The share of renewable energies in gross electricity consumption in Germany has risen to 45 percent in 2020. This electricity is largely fed into the grid by wind energy, biomass and photovoltaic plants or used for self-consumption. In addition, hydropower and geothermal energy are also helping to increase the share of renewable sources in the German electricity mix.

Gross electricity production in Germany amounted to 564 terrawatt hours in 2020. The chart shows the distribution by energy source in percent - preliminary data, status: December 2020.

Electricity demand must be covered even when there is no wind or sunshine. Conventional power plants are used to secure the supply.
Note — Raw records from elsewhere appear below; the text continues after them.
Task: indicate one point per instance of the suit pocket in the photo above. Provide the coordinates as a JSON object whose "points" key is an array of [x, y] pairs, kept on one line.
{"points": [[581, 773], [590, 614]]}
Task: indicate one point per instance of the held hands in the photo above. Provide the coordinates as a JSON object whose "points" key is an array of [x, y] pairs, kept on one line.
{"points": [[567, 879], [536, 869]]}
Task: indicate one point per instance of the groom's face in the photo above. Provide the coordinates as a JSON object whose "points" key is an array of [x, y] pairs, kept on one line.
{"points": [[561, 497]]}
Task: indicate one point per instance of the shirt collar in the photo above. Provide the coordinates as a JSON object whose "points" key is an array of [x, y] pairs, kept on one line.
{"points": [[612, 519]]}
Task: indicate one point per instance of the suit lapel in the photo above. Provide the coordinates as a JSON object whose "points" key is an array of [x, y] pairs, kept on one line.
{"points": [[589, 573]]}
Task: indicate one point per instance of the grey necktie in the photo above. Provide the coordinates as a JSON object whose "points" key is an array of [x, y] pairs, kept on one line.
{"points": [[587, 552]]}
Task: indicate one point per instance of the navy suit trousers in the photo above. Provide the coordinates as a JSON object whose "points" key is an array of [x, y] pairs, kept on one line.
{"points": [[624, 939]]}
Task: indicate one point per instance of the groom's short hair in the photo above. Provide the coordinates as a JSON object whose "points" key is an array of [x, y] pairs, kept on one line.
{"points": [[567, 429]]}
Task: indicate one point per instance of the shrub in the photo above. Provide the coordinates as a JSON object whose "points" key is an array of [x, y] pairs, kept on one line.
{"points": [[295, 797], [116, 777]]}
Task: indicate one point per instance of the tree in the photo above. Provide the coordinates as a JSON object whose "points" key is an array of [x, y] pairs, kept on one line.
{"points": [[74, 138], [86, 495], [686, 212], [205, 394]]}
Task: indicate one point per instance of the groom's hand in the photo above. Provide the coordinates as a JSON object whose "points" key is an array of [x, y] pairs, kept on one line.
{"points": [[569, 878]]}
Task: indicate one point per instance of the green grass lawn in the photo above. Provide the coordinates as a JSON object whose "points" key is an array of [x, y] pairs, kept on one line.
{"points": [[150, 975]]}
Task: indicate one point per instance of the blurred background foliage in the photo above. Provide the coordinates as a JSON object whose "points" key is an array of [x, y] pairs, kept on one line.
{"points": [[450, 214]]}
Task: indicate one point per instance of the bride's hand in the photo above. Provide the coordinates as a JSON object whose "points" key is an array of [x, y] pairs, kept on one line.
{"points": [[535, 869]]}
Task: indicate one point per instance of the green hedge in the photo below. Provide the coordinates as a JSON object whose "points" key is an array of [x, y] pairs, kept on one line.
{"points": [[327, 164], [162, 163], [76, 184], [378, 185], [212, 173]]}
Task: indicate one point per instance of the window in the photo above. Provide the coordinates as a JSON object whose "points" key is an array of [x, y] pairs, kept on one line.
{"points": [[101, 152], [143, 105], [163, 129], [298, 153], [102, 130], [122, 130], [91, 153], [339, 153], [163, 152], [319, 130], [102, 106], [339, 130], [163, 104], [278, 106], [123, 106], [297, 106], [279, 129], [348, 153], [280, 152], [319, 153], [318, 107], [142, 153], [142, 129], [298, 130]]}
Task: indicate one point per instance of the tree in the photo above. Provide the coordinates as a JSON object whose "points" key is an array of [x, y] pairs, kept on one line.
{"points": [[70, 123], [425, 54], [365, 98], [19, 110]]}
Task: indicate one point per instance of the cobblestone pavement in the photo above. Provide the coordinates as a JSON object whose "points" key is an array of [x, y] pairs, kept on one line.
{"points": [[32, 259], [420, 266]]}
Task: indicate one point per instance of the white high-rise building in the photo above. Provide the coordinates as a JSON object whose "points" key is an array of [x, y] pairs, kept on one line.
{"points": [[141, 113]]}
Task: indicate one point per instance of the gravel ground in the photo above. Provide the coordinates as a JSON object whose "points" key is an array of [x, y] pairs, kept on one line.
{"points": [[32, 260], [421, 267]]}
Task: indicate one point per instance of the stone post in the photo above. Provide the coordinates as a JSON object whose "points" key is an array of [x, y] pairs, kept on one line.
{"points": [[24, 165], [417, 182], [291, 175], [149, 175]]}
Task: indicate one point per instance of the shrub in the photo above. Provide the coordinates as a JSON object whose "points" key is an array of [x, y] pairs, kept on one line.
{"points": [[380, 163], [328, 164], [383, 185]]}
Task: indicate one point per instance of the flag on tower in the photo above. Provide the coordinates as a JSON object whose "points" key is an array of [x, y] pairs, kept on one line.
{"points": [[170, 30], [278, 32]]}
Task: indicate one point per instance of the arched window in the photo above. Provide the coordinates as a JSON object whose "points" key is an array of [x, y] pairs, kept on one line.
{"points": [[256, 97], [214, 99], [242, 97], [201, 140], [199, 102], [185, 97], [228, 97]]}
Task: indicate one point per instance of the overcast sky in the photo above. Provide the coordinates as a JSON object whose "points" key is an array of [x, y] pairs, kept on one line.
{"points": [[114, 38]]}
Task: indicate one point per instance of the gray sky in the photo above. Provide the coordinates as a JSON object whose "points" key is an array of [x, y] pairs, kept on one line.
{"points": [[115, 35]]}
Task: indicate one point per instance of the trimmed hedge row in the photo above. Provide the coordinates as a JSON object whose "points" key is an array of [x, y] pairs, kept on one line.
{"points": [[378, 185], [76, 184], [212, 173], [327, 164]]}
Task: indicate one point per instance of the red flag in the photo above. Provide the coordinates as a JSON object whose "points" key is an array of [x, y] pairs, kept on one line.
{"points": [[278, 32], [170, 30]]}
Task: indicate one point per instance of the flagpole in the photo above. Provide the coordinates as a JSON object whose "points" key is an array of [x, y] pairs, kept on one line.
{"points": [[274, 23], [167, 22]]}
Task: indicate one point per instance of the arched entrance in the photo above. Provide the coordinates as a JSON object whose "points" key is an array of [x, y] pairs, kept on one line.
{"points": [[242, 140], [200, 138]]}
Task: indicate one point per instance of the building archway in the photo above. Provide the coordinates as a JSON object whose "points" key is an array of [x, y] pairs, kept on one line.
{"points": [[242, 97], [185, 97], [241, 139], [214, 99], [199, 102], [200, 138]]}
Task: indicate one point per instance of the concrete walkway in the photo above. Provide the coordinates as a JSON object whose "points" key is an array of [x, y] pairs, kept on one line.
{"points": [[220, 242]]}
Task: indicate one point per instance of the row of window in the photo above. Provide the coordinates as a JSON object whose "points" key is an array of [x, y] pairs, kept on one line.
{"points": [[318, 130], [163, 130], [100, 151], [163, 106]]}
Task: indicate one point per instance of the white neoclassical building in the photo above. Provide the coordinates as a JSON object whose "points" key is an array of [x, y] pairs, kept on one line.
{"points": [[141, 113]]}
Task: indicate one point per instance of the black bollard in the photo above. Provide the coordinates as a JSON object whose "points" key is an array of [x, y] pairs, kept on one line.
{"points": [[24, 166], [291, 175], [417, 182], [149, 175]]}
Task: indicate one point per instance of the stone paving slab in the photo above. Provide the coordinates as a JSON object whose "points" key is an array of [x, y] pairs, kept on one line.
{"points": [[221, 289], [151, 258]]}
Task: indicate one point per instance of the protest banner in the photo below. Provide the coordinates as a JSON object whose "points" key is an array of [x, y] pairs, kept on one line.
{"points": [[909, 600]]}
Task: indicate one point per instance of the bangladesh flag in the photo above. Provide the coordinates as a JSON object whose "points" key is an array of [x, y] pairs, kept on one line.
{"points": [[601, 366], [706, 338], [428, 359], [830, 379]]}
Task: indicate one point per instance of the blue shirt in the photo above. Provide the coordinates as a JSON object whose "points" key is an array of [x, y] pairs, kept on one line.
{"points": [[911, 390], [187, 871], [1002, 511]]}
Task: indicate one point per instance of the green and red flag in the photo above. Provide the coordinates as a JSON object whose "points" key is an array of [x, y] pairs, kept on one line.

They must respond flexibly to fluctuations – which means they must be able to operate cost- and resource-efficiently in partial- and minimum-load operation.

Renewable and conventional energy sources must be optimally interlinked in order to successfully transform the energy system. Technological innovations in science and development are crucial in ensuring that this transformation is both climate-friendly and sustainable in the long run. Research into future-proof power generation technologies is an important mainstay in this context.

The German government plans to successively transform the country’s energy supply by 2050. The aim is to significantly increase the energy efficiency and cover a minimum of 80 per cent of the remaining energy requirements with renewable sources. Future-proof power generation technologies play a key role in this context.